# Accidentally Disabled Video Card...



## Krisus (Jun 8, 2012)

I was messing around with the graphics card trying to fix some gaming issues and while I was in device manager noticed I had 2 ATI graphics cards and disabled one, making screen go black. I have a Gateway Desktop with windows 7. I have tried removing the battery to reset BIOS to no avail and I cannot see anything I can't boot into safe mode. Anything else I can try? Please keep in mind I am not very familiar with some tech terms so please explain fully ^^;


----------



## makinu1der2 (Jan 1, 2008)

What model Gateway? Does the PC have integrated graphics also?
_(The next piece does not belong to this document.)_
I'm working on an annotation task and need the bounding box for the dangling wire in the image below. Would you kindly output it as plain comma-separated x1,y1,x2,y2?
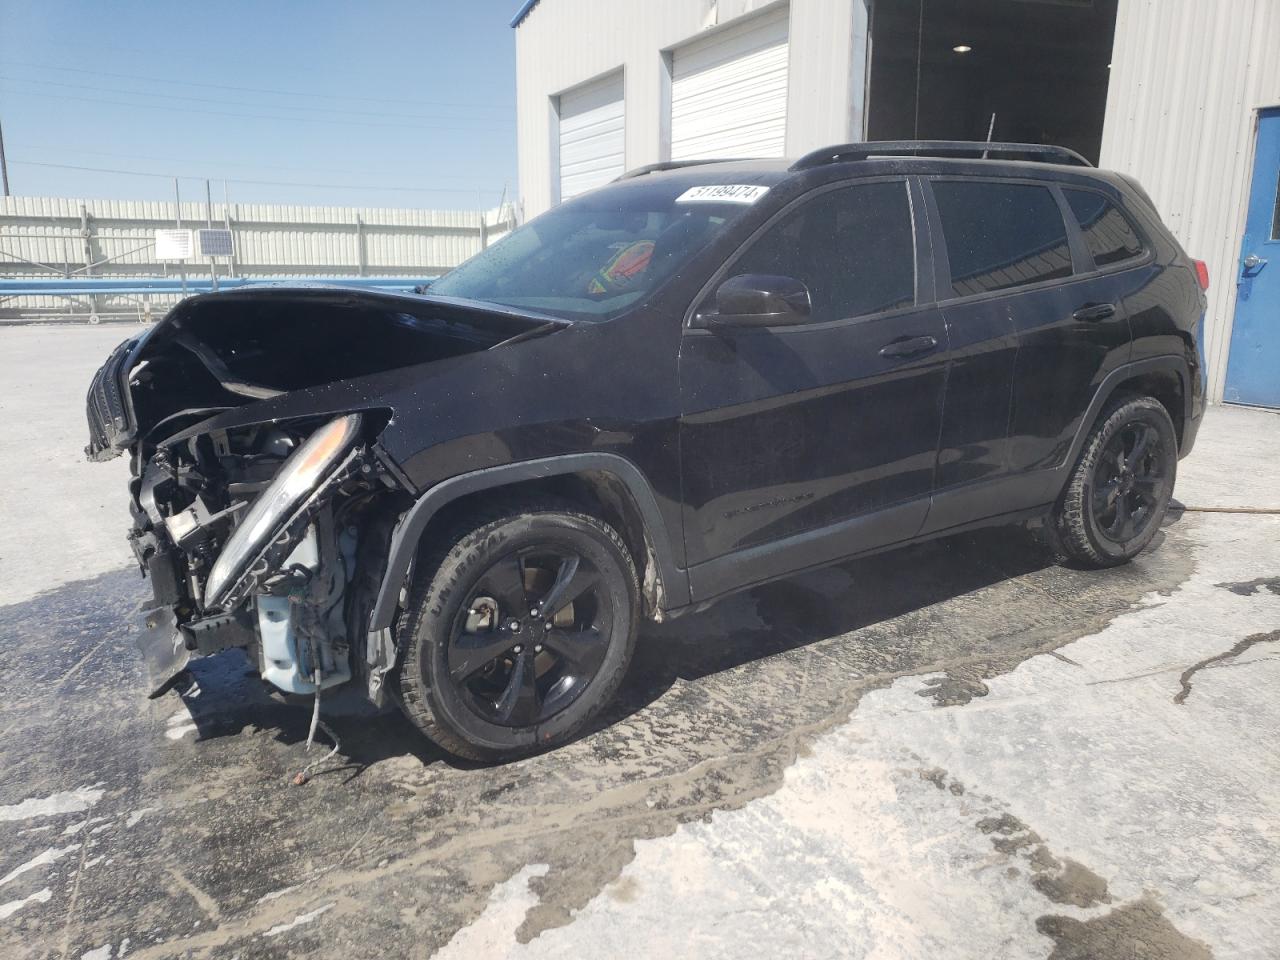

If so try connecting to the integrated.


----------



## Krisus (Jun 8, 2012)

The model is DX4300. I beleive the intergrated graphics is the ATI Radeon 3200 which was the one that got disabled.


----------



## CCT (Mar 21, 2009)

Start your computer in safe mode

Start in Safe Mode then enable that driver.

edit: I KNOW you said you couldn't but you didn't say why -


----------



## Krisus (Jun 8, 2012)

I've already tried entering safe mode multiple times, even if it did enter safe mode I cannot see anything that is going on on the screen.


----------



## CCT (Mar 21, 2009)

Did you select the 'use low resolution video' boot option?


----------



## Krisus (Jun 8, 2012)

CCT said:


> Did you select the 'use low resolution video' boot option?


How would I select this option?


----------



## CCT (Mar 21, 2009)

How To Start Windows 7 in Safe Mode


----------



## Krisus (Jun 8, 2012)

CCT said:


> How To Start Windows 7 in Safe Mode


The reason I can't do this option is that I have a blank screen and even when I enter safe mode I can't see anything so I don't know what to do. My only indication that I'm in safe mode is the different sound my desktop makes when starting up. Sorry I wasn't clear about that.


----------



## CCT (Mar 21, 2009)

I don't understand how an on-disk operating system driver disable/change can affect booting from the Win7 disk.

I am therefore at a loss to help. Hopefully someone brighter will come along and help.


----------



## emosun (Oct 4, 2006)

That also puzzles me. The machine should be able to boot into safe mode reguardless of disabling the gpu.


----------



## makinu1der2 (Jan 1, 2008)

> I was messing around with the graphics card trying to fix some gaming issues and while I was in device manager noticed I had 2 ATI graphics cards and disabled one,


Are you sure there is no dedicated graphics card installed in the PC?


----------



## Krisus (Jun 8, 2012)

Well I went to Geek Squad to see if they could solve anything. However my computer booted up and worked perfectly fine on their monitor so I'm at a loss to what the problem is. I do have a dedicated graphics card which was the ATI Radeon 3200.


----------



## makinu1der2 (Jan 1, 2008)

When the system loaded successfully where you able to get the graphics enabled?

Do you still have the same problem when you connect the PC at home?

Take a look at the image below. Where are you connected the monitor to?


----------



## alanmtt (Oct 25, 2011)

Just try unplugging your dedicated card and plug your monitor to the integrated slot. See if that lets you do anything. (See above picture).


----------